Irwin v. Nichols

Wood, J.,

(after stating the facts). The letter which appellant exhibits and makes the basis of his complaint is fatal to his cause of action. We must construe it as a whole, and, considering all of its parts, read it so as to make it intelligible if it can be done. Kelly v. Dooling, 23 Ark. 582; Railway v. Williams, 53 Ark. 58. For we must assume that the author of tiie letter intended that it should convey some meaning. “Words which are omitted by inadvertence from a written contract may be supplied by construction at law, without resort to reformation, if the context shows what words are omitted.” 2 Page on Contracts, § 1125; Richelieu Hotel Co. v. International Military Encampment Co., 140 Ill. 248, s. c. 33 Am. State Rep. 234.
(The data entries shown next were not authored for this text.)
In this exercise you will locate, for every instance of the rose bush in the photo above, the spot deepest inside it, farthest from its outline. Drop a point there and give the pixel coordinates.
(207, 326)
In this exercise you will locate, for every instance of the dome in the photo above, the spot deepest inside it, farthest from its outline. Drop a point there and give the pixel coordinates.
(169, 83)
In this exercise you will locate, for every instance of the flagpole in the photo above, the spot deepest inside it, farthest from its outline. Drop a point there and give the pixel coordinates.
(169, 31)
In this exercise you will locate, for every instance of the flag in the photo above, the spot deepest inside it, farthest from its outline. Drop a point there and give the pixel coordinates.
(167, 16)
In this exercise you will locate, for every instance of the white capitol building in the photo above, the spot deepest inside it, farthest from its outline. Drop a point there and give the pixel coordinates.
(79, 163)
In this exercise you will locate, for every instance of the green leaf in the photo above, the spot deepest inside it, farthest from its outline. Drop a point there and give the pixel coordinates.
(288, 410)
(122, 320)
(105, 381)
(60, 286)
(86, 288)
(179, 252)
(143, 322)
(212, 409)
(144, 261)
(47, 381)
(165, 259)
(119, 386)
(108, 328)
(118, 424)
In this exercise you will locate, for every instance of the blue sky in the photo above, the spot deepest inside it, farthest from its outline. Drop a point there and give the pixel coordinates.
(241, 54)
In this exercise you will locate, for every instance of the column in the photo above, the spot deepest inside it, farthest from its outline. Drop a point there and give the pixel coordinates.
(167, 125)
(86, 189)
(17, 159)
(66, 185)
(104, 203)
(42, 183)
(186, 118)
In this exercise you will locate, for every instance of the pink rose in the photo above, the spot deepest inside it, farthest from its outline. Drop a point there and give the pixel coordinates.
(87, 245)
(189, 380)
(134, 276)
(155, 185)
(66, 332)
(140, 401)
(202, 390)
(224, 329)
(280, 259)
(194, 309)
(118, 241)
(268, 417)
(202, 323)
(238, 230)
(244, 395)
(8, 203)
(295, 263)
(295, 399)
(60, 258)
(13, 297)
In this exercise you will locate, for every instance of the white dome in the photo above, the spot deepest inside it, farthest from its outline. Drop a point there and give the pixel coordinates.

The omission of the word “not” before the word “promise” is a plain inadvertence, or clerical misprison which the context itself readily and naturally supplies. Otherwise the different parts of the latter are not only contradictory, but absurd and meaningless. No one could read the letter without seeing that the word “not” was intended to be used before the word “promise.” Gran v. Spangenberg, 53 Minn. 42, s. c. 54 N. W. 933; Wallis Iron Works v. Monmouth Park Association, 19 L. R. A. 456; Sisson v. Donnelly, 36 N. J. L. 432; 9 Cyc. 585, note 30.

The court did not err therefore in sustaining the demurrer; and, as appellant did not offer to amend, the judgment dismissing the complaint is affirmed.